Un altro squilibrio grave può essere causato da una scarsa assunzione di grassi che invece sono molto importanti per lo sviluppo ottimale del sistema nervoso, per il trasporto di vitamine liposolubili, per soddisfare il bisogno di acidi grassi a lunga catena, ma anche per un buon sviluppo del gusto e per educare ai sapori, poiché i grassi sono i trasportatori degli aromi dei cibi. Un’alimentazione povera in grassi è quindi un’alimentazione insapore che non incuriosisce il piccolo e favorisce un’alimentazione monotona e selettiva. Per ciò che riguarda i micro elementi due sono le carenze a cui i lattanti possono essere e sono esposti: la carenza di ferro e di calcio.

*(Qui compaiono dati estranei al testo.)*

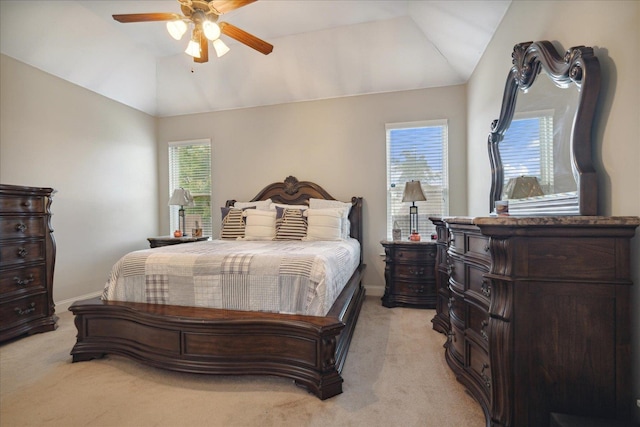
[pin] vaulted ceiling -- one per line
(322, 49)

La sostituzione di una poppata con un pasto non a base di latte, infatti, abbassa l’assunzione di calcio. Soddisfare il bisogno di ferro è poi estremamente difficile, ma necessario visto che il ferro non è solo importante nel metabolismo dei globuli rossi, ma anche in quello dei neurotrasmettitori. Secondo l’OMS per soddisfare l’assunzione raccomandata di ferro occorre utilizzare alimenti arricchiti oppure considerare l’idea di un’integrazione farmacologica, secondo le disponibilità locali e gli orientamenti del pediatra e della famiglia.

COME SI POSSONO EVITARE I RISCHI DI CARENZA DI FERRO?

L’elevata biodisponibilità e quindi l’elevata percentuale di assorbimento di ferro garantito dal latte materno, fa sì che l’allattamento al seno costituisca la migliore garanzia di apporto ottimale di ferro al lattante, specialmente nel primo semestre di vita.

A partire dal secondo semestre, il volume di latte materno può non essere più sufficiente a coprire gli aumentati fabbisogni del lattante ed è pertanto necessario introdurre nella dieta quotidiana alimenti che lo contengano in elevate quantità, come ad esempio la carne in generale e in particolare la carne rossa, che deve essere presente da subito nella prima pappa di inizio dello svezzamento; nel caso di allattati al seno, l’introduzione della carne dovrebbe precedere alimenti che contengono poco ferro e che possono interferire con l’assorbimento dello stesso, quali verdure e frutta.

Ovviamente, anche nel corso del secondo semestre di vita ed oltre, l’allattamento al seno va proseguito e, in assenza di latte materno, le formule lattee disegnate per l’infanzia sono assolutamente adeguate a soddisfare i bisogni dei più piccoli. Il latte vaccino dovrebbe essere utilizzato a partire dal secondo anno di vita, preferendo in precedenza i cosiddetti “latti di crescita”, adeguati alle esigenze.